The stunned Associated Press reporter told Santorum that his casual use of the sicko hardcore porn term "man on dog" was a wee bit uncomfortable. But that's what Senator McCreepy is all about making everyone uncomfortable. After an hour with Santorum, most people who believe that Earth was created more than 6,000 years ago probably feel just a little bit violated. That's why Pennsylvania voters kicked his bigoted behind to the curb with a historic 18-point thumping. That's what we call some serious voter-on-incompetent-senator action. People didn't just disapprove of the job Santorum was doing incumbent senators really have to be loathed to lose by 18 points, particularly to a candidate as uninspiring as Sen.-elect RoboCasey.
And during these, his final days in office, we should remember other mind-blowing remarks for the ages. Who will ever forget another of his gay marriage pearls of wisdom: "Isn't that the ultimate homeland security, standing up and defending marriage?" Pennsylvanians rightly woke up and realized that they could no longer be governed by a person who thinks Osama bin Laden wins every time a man has sex with another man.
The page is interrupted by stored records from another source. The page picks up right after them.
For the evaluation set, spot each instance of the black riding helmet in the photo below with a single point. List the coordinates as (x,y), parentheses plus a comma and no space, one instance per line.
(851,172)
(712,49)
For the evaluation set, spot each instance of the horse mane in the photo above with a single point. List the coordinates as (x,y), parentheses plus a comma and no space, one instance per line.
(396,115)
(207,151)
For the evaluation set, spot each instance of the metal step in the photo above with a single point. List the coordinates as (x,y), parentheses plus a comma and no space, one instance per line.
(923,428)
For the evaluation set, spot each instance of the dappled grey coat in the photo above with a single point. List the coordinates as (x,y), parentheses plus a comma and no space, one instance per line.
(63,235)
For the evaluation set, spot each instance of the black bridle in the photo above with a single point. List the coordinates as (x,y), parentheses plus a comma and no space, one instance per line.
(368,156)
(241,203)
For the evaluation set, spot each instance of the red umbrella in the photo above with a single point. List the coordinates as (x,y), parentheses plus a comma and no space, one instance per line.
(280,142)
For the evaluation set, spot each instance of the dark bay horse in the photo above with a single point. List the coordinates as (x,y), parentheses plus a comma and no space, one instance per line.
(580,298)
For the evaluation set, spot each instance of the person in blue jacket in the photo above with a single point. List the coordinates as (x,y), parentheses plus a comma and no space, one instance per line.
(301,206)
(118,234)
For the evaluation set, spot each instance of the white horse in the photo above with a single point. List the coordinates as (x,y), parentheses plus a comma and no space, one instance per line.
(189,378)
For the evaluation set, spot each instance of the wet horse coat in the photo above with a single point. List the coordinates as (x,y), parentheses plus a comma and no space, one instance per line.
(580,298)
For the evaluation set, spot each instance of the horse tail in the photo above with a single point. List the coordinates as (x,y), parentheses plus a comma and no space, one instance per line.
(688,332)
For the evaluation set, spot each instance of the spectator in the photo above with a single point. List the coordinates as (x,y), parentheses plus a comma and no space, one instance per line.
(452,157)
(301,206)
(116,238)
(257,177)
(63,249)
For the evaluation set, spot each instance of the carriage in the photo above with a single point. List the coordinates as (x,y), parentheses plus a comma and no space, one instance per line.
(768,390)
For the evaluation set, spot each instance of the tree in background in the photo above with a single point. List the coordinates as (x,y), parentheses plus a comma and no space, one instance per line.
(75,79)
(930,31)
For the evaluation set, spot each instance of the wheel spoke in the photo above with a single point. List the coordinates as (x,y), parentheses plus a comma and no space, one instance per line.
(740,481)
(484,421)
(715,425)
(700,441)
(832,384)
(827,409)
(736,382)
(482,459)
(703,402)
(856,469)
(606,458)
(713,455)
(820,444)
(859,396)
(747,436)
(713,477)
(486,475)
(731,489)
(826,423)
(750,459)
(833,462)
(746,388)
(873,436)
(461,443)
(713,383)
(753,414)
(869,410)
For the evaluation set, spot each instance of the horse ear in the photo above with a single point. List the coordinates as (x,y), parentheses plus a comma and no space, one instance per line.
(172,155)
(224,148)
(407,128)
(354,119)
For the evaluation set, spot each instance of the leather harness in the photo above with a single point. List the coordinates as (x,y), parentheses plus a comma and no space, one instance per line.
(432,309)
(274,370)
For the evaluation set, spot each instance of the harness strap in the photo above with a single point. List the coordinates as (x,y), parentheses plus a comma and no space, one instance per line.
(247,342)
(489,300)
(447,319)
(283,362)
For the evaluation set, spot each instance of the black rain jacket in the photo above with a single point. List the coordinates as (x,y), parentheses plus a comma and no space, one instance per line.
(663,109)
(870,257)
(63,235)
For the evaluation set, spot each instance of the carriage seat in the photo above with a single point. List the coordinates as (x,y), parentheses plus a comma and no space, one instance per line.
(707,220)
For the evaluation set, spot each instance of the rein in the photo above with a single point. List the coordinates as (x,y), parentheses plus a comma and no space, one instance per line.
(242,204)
They also couldn't stomach a senator who compared the war in Iraq to the Eye of Mordor.
Santorum's defenders fell over themselves in the run-up to the election, claiming that a good man was about to be swept away by the Democratic tide. But they had it backwards it was narrow-minded ideologues like Santorum that got Republicans in hot water in the first place. His well-deserved canning should be treated by the Republican Party as hard evidence of what happens when they allow their party to be captured by obscurantist demagogues who view public policy as an extension of theology.
David Faris is a frequent Slant contributor.